The `./aclImdb/train/neg` and `./aclImdb/train/pos` directories contain many text files, each of which is a single movie review.

In [8]:
# looking at one of those files
sample_pos_file = os.path.join(train_dir, 'pos/1181_9.txt')
with open(sample_pos_file) as f:
    text = f.read()

wrap(text)

['Rachel Griffiths writes and directs this award winning short film. A',
 'heartwarming story about coping with grief and cherishing the memory',
 "of those we've loved and lost. Although, only 15 minutes long,",
 'Griffiths manages to capture so much emotion and truth onto film in',
 'the short space of time. Bud Tingwell gives a touching performance as',
 "Will, a widower struggling to cope with his wife's death. Will is",
 'confronted by the harsh reality of loneliness and helplessness as he',
 "proceeds to take care of Ruth's pet cow, Tulip. The film displays the",
 'grief and responsibility one feels for those they have loved and lost.',
 'Good cinematography, great direction, and superbly acted. It will',
 'bring tears to all those who have lost a loved one, and survived.']

In [9]:
sample_neg_file = os.path.join(train_dir, 'neg/10008_2.txt')
with open(sample_neg_file) as f:
    text = f.read()

wrap(text)

['The film is bad. There is no other way to say it. The story is weak',
 "and outdated, especially for this country. I don't think most people",
 'know what a "walker" is or will really care. I felt as if I was',
 "watching a movie from the 70's.

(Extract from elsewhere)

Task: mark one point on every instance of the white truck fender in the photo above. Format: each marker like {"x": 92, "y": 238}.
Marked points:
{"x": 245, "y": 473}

The subject was just not believable",
 'for the year 2007, even being set in DC. I think this rang true for',
 'everyone else who watched it too as the applause were low and quick at',
 "the end. Most didn't stay for the Q&A either.<br /><br />I don't think",
 'Schrader really thought the film out ahead of time. Many of the scenes',
 'seemed to be cut short as if they were never finished or he just',
 "didn't know how to finish them. He jumped from one scene to the next",
 'and you had to try and figure out or guess what was going on. I really',
 "didn't get Woody's (Carter) private life or boyfriend either. What",
 'were all the "artistic" male bondage and torture pictures (from Iraq',
 'prisons) about? What was he thinking? I think it was hi

### Load the dataset

To do this, the `text_dataset_from_directory` utility is used. This utility exepcts a directory structure as follows:

```python
main_directory/
...class_a/
......a_text_1.txt
......a_text_2.txt
...class_b/
......b_text_1.txt
......b_text_2.txt
```

In [10]:
# 3 of these are folders: 'neg', 'pos' and 'unsup'
os.listdir(train_dir)

['neg',
 'unsupBow.feat',
 'labeledBow.feat',
 'pos',
 'unsup',
 'urls_neg.txt',
 'urls_unsup.txt',
 'urls_pos.txt']

To prepare a dataset for binary classification, we need two folders, corrsponding to `class_a` and `class_b` above, so we want to get rid of `unsup`

In [11]:
remove_dir = os.path.join(train_dir, 'unsup')
remove_dir

'./aclImdb/train/unsup'

In [12]:
# shutil recursively deletes a directory "tree"
shutil.rmtree(remove_dir)

In [13]:
os.listdir(train_dir)

['neg',
 'unsupBow.feat',
 'labeledBow.feat',
 'pos',
 'urls_neg.txt',
 'urls_unsup.txt',
 'urls_pos.txt']

The IMDB dataset has already been divided into train and test, but it lacks a validation set. Let's create a validation set using an 80:20 split of the training data by using the `validation_split` argument below.

In [14]:
batch_size = 32
seed = 42       # optional seed for random shuffling
# note, the `shuffle` parameter defaults to True

raw_train_ds = tf.keras.utils.text_dataset_from_directory(
    'aclImdb/train',
    batch_size=batch_size,
    validation_split=0.2,
    subset='training',
    seed=seed
)

Found 25000 files belonging to 2 classes.
Using 20000 files for training.


In [15]:
type(raw_train_ds), raw_train_ds

(tensorflow.python.data.ops.prefetch_op._PrefetchDataset,
 <_PrefetchDataset element_spec=(TensorSpec(shape=(None,), dtype=tf.string, name=None), TensorSpec(shape=(None,), dtype=tf.int32, name=None))>)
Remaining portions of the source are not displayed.